At last, Morocco have arrived at the tournament they are hosting. For four games they had played scratchy, crabbed football. Finally, in a spiky, ill-tempered quarter-final, there was something more like the Morocco that reached the semi-final of the World Cup just over three years ago. If the game wasn’t fluent, that was largely Cameroon’s doing as they spoiled and sought treatment. But the hosts, for the most part, retained their cool, protecting a lead earned with verve in the first half with maturity in the second.
In previous games, Morocco had looked tense, limbs leadened by the expectation of a country that last won the Cup of Nations 50 years ago and has spent a vast amount on football-related infrastructure as it prepares to co-host the 2030 World Cup. The coach, Walid Regragui, was even booed in the 1-0 last-16 victory over Tanzania, his football deemed overly cautious despite a record of only four defeats in his 46 games in charge before this quarter-final. Images broadcast from the respective dressing rooms on the screens inside the stadium before kick-off showed Morocco pensive and focused while Cameroon sang and danced.

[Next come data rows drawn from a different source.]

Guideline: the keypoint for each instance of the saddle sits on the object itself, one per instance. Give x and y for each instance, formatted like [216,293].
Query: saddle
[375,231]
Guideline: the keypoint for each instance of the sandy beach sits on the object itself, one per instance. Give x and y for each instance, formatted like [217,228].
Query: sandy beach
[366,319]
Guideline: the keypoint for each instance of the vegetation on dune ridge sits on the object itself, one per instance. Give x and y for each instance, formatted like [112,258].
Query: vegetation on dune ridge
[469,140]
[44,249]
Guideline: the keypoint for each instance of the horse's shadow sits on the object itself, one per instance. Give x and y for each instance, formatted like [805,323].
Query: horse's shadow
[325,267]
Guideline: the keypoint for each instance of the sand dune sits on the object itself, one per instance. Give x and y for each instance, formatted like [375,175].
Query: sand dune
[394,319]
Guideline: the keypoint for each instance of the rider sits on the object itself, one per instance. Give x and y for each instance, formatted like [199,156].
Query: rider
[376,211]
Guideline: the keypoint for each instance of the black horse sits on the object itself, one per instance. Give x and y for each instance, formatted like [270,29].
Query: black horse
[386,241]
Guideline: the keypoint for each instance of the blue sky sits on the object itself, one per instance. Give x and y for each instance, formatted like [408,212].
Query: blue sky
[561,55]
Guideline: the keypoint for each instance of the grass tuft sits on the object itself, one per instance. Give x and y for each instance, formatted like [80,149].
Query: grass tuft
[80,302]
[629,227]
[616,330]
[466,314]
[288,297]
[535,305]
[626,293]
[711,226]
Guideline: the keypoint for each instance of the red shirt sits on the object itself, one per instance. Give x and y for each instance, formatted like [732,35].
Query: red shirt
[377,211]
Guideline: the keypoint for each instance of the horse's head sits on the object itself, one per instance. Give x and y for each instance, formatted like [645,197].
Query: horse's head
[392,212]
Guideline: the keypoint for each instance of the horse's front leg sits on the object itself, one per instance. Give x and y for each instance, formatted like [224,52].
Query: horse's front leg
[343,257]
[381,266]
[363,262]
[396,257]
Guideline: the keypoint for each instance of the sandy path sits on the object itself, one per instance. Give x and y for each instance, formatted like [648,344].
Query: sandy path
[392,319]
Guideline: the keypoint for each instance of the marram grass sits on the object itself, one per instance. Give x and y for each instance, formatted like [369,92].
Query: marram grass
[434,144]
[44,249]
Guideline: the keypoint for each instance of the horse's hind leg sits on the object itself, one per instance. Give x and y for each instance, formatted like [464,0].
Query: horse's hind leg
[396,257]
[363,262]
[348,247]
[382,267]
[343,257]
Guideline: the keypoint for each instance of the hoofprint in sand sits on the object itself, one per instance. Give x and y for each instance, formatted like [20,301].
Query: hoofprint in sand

But once the game had begun, there was none of the anxiety that had previously characterised their play. Fuelled by an extremely noisy crowd in the magnificent Prince Moulay Abdellah Stadium, a key part of that investment in infrastructure, they pressed ferociously from the off, won a series of corners and free-kicks around the box, and reduced Cameroon to trying to break the flow of the game. Sadly for them, and for Stoke, at least one of their injuries was genuine, the right wing-back Junior Tchamadeu damaging a knee as he challenged Noussair Mazraoui. His absence, and the change to the marking structure, was perhaps a contributory factor as Ayoub El Kaabi got to Morocco’s sixth corner of the game and headed down towards the back post where Brahim Díaz nudged in his fourth goal of the tournament. Another set-play brought the second with 16 minutes remaining, Ismael Saibari slamming in an angled shot after a free-kick had dropped to him at the back post.